UEFA general secretary Infantino is one of five hopefuls seeking to replace Sepp Blatter as the head of world football’s governing body at an extraordinary congress on February 26.
And former Porto, Chelsea, Inter and Real Madrid coach Mourinho appeared alongside Infantino at Wembley Stadium on Monday to endorse his campaign.
“I’ve known him for a long time,” the Portuguese said.
“I know that he’s very capable, very experienced, [has] complete knowledge of everything around football and this organisation. I think he’s the one. I support him with a real feeling that I’m supporting someone that can do very well.”
Infantino, meanwhile, again made the case for Fifa to follow Uefa’s example and look to share the financial burden of hosting a major tournament, the regional governing body having staged joint European Championships in Austria and Switzerland in 2008 and Poland and Ukraine four years later.
“What I’m … proposing is to at least study the possibility of organising the World Cup in several countries,” he said.

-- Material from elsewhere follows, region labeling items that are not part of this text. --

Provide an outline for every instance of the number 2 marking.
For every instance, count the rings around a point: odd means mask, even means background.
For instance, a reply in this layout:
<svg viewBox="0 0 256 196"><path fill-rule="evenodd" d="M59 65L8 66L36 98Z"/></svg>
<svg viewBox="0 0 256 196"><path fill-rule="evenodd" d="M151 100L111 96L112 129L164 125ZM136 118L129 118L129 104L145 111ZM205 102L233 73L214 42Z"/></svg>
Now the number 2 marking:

“We’re making the Euros in 2020 in 13 different countries in Europe. I think we don’t have to exclude the vast majority of countries in the world from the dream of being able to organise at least part of a World Cup together with other countries. We can organise a Euros in 13 countries and organise a World Cup in four, five, six countries.
“We have to be a little bit more responsible on how we are dealing with these questions in the future. It’s not anymore responsible to ask and to pretend from one single country – I can accept if it’s a huge country – to build all these facilities, all these stadiums, the airport[s], which in the end become white elephants and nobody is using them.”
Fifa has been rocked by the corruption scandal that has seen numerous high-ranking current and former officials arrested since May.
Blatter, the subject of investigations by Swiss authorities and the FBI in the United States, was last month banned from all football-related activities for eight years by the adjudicatory chamber of Ffa’s ethics committee over an alleged disloyal payment made to Uefa president Michel Platini, who has also been suspended.
Infantino, Platini’s right-hand man at the European governing body, called for the positive contribution of Blatter to be remembered, but acknowledged that the disgraced 79-year-old should have stepped down from his role earlier.
“I respect very much all the work he [Blatter] did in terms of football development in particular around the world and this comes through when you travel in the world as well,” Infantino added.
“I think [we] need to recognise that FIFA in the last 40 years has undergone great development.
“I think Mr Blatter said it himself, he probably should have stepped back a little bit earlier. He missed the right point.”